“Get off your knees. You look ridiculous.”
I got up and brushed off my knees.
“Tell me what happened to Antonio.”
“Your betrothed had him murdered.”
I expected her to take the accusation like a slap in the face, perhaps staggering back, swaying dizzily so I had to catch her as she collapsed from a terrible shock. But she just stared at me quietly for a moment before asking another question.
“Why do you say that?”
I described what happened. “It was an assassination, not a robbery. They were paid to kill; stealing would have been a bonus.”
She again became quiet, pursing her lips, staring beyond me as she digested my accusation.
“That’s why you didn’t turn me in,” I said.
She met my eye for a second and turned away again.
“Ah … sí,” I said, nodding, as a revelation exploded in my head. “I thought you had the same feelings I had, that you fell in love with me when—”

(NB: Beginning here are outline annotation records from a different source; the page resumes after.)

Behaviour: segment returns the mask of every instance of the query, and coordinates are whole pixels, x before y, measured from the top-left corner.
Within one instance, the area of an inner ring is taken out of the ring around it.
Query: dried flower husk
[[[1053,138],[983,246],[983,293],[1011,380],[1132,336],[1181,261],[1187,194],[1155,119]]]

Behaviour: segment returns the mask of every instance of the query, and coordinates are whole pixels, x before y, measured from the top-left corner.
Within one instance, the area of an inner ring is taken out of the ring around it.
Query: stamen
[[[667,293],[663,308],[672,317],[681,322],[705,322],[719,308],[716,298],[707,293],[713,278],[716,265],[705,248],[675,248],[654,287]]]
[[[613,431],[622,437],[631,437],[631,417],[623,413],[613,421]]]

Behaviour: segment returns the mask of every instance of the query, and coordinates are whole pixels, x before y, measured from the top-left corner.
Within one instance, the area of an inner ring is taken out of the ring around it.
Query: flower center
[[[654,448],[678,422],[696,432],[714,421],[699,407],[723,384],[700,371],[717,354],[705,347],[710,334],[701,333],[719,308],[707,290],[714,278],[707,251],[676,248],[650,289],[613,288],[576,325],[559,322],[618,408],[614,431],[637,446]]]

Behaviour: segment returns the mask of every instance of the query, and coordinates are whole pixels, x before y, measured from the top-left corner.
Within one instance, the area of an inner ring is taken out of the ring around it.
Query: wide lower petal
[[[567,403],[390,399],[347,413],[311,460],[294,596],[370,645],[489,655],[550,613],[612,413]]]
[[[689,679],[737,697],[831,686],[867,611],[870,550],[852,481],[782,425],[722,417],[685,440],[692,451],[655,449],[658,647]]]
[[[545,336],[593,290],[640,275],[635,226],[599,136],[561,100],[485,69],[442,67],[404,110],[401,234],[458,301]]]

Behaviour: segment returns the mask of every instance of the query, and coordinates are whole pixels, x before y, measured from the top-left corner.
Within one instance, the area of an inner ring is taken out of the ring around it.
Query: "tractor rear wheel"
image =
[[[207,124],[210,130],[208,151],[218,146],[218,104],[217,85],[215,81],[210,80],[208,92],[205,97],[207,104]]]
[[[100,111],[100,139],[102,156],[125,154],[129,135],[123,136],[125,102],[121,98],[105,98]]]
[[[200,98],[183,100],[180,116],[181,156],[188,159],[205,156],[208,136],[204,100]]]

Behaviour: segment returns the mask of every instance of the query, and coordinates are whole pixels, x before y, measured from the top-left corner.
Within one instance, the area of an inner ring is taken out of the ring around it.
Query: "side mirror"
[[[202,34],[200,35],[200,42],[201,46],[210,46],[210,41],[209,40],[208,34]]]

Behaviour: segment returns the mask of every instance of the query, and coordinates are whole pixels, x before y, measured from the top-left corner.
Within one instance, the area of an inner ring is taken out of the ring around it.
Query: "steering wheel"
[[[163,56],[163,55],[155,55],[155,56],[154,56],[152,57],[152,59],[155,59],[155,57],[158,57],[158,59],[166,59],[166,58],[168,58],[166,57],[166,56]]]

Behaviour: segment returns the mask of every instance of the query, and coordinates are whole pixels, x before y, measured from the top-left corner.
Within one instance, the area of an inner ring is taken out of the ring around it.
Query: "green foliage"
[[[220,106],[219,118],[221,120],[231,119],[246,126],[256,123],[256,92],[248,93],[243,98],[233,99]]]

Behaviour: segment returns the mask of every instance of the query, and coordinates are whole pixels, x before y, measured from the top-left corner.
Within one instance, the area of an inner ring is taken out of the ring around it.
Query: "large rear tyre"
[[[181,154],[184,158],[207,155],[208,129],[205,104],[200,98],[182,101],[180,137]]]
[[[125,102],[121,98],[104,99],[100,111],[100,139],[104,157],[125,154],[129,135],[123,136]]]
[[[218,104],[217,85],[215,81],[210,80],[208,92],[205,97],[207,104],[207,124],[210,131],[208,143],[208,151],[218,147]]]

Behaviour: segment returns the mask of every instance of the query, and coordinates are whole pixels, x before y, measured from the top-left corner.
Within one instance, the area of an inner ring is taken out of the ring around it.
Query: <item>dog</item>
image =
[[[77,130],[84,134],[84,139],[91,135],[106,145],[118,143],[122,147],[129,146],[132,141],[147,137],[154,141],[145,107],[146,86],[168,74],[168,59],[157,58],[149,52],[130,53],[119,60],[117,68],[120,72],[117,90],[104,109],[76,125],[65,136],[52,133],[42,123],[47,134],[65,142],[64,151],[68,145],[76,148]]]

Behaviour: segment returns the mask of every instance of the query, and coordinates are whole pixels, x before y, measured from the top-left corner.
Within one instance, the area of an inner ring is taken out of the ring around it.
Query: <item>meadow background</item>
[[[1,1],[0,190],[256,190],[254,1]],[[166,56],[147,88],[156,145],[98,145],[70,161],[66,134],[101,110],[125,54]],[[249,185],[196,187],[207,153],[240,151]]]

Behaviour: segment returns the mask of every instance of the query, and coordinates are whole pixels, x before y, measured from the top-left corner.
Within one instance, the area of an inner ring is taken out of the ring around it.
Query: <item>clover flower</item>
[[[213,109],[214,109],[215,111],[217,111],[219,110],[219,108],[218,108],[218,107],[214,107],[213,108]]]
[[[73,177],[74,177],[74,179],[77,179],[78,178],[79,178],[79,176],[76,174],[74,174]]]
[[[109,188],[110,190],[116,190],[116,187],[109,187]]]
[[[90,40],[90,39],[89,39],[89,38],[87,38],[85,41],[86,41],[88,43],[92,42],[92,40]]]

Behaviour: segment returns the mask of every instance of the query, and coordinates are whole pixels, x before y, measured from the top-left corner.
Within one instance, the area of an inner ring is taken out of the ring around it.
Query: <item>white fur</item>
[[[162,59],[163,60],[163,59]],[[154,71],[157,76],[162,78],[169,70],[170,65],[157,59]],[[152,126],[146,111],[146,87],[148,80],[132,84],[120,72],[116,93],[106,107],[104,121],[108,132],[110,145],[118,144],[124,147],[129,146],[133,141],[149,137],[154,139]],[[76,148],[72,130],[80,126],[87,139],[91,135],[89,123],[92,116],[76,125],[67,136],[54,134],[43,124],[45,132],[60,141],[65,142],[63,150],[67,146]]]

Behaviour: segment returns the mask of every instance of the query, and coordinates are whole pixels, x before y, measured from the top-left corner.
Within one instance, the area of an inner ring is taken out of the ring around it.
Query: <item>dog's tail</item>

“When—what? When you attacked me? Tried to—”
“I didn’t try anything; I saved you.”
“You—”
“Shut up.”
“What?”
“Shut up or I’m going to turn you over my knee and spank you. Ay di mio, you are a mean-tempered shrew. If you don’t start talking to me as a woman speaks to a man, I won’t be your lover.”
“I—I—”
She was speechless, but from the way she held the bush cutter I still wasn’t sure if she planned to use it on me.
“Why do you suspect Carlos,” I asked.
She took a deep breath, let it out slowly, then walked around, pausing to examine a rosebud. Finally, she turned back to me with a grave but polite expression.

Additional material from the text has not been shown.